O FGC tem como função proteger os correntistas e investidores, garantindo a devolução de depósitos em caso de problemas com a instituição financeira. A legislação vigente estabelece um limite de R$ 250 mil por CPF em grupos financeiros e até R$ 1 milhão quando há depósitos em diferentes bancos que enfrentam liquidação. A situação do Banco Master se agravou, levando à sua liquidação extrajudicial decretada pelo Banco Central no mesmo dia em que Vorcaro foi preso, em 17 de novembro de 2025, ao tentar embarcar para Dubai.
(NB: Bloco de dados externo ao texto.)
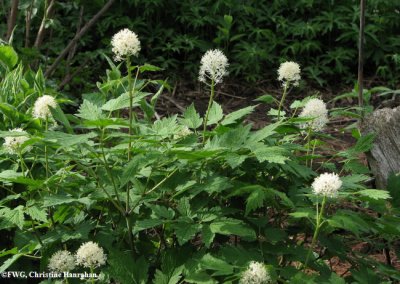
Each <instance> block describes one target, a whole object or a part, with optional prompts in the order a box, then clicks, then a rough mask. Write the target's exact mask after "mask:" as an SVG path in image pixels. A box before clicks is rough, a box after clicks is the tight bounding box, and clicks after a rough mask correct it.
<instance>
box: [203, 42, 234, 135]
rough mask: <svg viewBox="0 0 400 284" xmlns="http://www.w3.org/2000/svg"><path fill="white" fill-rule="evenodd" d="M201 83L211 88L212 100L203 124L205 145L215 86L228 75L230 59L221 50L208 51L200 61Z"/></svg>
mask: <svg viewBox="0 0 400 284" xmlns="http://www.w3.org/2000/svg"><path fill="white" fill-rule="evenodd" d="M200 64H201V65H200V71H199V81H200V82H203V83H205V84H206V85H208V86H209V87H210V89H211V90H210V92H211V94H210V99H209V101H208V106H207V112H206V116H205V119H204V124H203V143H204V142H205V132H206V128H207V121H208V115H209V113H210V109H211V105H212V102H213V99H214V95H215V85H216V84H218V83H221V82H222V79H223V77H224V76H225V75H227V74H228V72H227V70H226V69H227V68H228V66H229V63H228V58H226V56H225V55H224V53H223V52H222V51H221V50H219V49H214V50H208V51H207V52H206V53H205V54H204V55H203V57H202V58H201V61H200Z"/></svg>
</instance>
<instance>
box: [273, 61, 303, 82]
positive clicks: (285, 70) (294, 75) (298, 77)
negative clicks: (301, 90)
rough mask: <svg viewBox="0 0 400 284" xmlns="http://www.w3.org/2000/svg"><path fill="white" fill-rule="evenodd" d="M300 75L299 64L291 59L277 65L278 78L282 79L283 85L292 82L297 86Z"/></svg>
mask: <svg viewBox="0 0 400 284" xmlns="http://www.w3.org/2000/svg"><path fill="white" fill-rule="evenodd" d="M300 79H301V76H300V65H299V64H298V63H296V62H293V61H286V62H284V63H282V64H281V65H280V66H279V69H278V80H279V81H283V85H284V86H285V85H286V84H292V85H293V86H298V85H299V81H300Z"/></svg>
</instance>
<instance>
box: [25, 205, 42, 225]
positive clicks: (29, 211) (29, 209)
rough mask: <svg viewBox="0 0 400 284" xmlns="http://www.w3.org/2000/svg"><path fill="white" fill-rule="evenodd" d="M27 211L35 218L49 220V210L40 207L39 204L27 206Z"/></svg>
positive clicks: (41, 221)
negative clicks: (47, 210)
mask: <svg viewBox="0 0 400 284" xmlns="http://www.w3.org/2000/svg"><path fill="white" fill-rule="evenodd" d="M25 213H26V214H27V215H29V216H30V217H31V218H32V219H33V220H36V221H41V222H44V223H45V222H47V212H46V210H44V209H39V208H38V207H37V206H30V207H26V208H25Z"/></svg>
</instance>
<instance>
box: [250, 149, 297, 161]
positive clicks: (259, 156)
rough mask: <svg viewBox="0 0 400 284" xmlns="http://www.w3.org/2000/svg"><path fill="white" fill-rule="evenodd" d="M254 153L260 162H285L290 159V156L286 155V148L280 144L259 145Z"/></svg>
mask: <svg viewBox="0 0 400 284" xmlns="http://www.w3.org/2000/svg"><path fill="white" fill-rule="evenodd" d="M253 153H254V155H255V156H256V158H257V160H258V161H259V162H260V163H262V162H265V161H268V162H270V163H276V164H284V163H285V161H287V160H289V157H287V156H286V155H287V151H286V149H284V148H282V147H279V146H271V147H268V146H265V147H258V148H256V150H254V151H253Z"/></svg>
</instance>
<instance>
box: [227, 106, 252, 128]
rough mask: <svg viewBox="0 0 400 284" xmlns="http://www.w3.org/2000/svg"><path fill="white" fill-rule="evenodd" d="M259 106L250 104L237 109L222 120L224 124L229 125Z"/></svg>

O caso levanta sérias preocupações sobre a solvência de instituições financeiras e a proteção dos investidores no Brasil. A investigação em torno das operações do Banco Master e a tentativa de venda ao Banco de Brasília (BRB) estão sendo acompanhadas de perto, com a expectativa de que novos desdobramentos ocorram. A situação evidencia a necessidade de um fortalecimento nas regulamentações financeiras para garantir a proteção dos depositantes e a integridade do sistema bancário.